Getting scared while climbing has taught me a great deal about life. Like: I can sit here, weep, and feel sorry for myself for being in this situation; or I can calm myself down, start focusing on WHY I’m stuck and HOW to move on.
The source for all my knowledge is Rich (read helmet in the picture, the bf), he is the main factor I progressed so quickly from an indoor climber to doing trad outdoors. He’s basically taught me everything I know about outdoor climbing, and apparently, he has learned much of his skills by watching EpicTV. Swell. :D. In good hands we are.
Rich and Timo eyeing a climb called “Kantti” at Olhava, Finland.
Olhava, Repovesi National Park. You have to row a boat to get on this tiny island where the climb gets off from. How cool is that?
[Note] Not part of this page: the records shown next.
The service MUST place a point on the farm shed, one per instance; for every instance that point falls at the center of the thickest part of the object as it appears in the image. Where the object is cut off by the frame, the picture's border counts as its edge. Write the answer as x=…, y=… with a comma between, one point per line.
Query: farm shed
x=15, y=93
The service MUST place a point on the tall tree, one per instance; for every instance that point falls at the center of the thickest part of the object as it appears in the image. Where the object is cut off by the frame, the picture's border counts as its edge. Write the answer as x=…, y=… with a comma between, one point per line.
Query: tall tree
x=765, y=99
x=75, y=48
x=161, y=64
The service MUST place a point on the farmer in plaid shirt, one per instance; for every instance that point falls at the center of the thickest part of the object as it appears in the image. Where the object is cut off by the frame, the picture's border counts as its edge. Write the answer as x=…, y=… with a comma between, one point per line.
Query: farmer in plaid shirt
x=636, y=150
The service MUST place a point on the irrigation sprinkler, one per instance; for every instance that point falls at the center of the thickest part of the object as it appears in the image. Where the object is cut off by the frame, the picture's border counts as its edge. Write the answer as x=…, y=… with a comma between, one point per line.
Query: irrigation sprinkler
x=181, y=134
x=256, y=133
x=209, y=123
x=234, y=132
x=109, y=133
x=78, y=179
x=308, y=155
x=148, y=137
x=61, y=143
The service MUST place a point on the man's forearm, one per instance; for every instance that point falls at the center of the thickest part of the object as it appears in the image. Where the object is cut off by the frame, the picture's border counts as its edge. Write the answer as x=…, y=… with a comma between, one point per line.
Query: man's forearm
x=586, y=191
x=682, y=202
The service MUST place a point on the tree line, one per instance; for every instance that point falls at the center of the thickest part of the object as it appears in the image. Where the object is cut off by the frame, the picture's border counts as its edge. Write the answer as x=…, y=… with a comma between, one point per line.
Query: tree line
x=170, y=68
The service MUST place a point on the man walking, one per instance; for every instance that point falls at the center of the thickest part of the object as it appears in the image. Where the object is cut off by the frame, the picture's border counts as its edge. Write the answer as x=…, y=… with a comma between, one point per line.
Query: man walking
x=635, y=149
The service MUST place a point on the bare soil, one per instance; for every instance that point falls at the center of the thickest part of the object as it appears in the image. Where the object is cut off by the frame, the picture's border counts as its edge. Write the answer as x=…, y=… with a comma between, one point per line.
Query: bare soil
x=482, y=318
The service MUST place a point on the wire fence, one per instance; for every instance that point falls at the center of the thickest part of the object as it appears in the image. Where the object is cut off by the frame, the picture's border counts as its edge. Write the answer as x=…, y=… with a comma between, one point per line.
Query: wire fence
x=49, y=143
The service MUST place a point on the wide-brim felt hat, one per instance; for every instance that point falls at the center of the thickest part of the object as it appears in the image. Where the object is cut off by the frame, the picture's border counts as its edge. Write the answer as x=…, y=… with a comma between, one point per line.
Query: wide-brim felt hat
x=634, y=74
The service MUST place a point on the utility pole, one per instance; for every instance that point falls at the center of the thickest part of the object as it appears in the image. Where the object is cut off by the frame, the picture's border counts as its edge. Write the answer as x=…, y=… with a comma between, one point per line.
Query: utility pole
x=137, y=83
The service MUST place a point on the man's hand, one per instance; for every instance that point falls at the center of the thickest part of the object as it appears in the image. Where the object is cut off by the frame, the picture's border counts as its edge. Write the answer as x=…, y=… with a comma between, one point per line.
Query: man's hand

Midnight Lightning, in Yosemite. One of the world’s most iconic bouldering routes.
Having this massive passion in your life to share with your partner is a really great thing. It’s a real glue that sticks us together and it’s nice that there’s always someone enthusiastic to nip a climb with at 6:00am before work. And I know that I can trust his skills and abilities. But there are downsides to climbing with your boyfriend/girlfriend. Because you know each other so well and can be honest with each other, you CAN get into a fight 100m up a multi-pitch because he said YOU ONLY LIKE CLIMBING ON BIG HOLDS. (Which is an insult btw, however close it may be to the truth………………..)
And then you can’t afford therapy because all of your income is going to climbing. :D.
Rich having breakfast at Pinnacles National Park, US. Before a day of some routes.
Kat and Rich on “Silent”, in the Peak District, UK
Hope you enjoyed reading 🙂 if not, I don’t really care.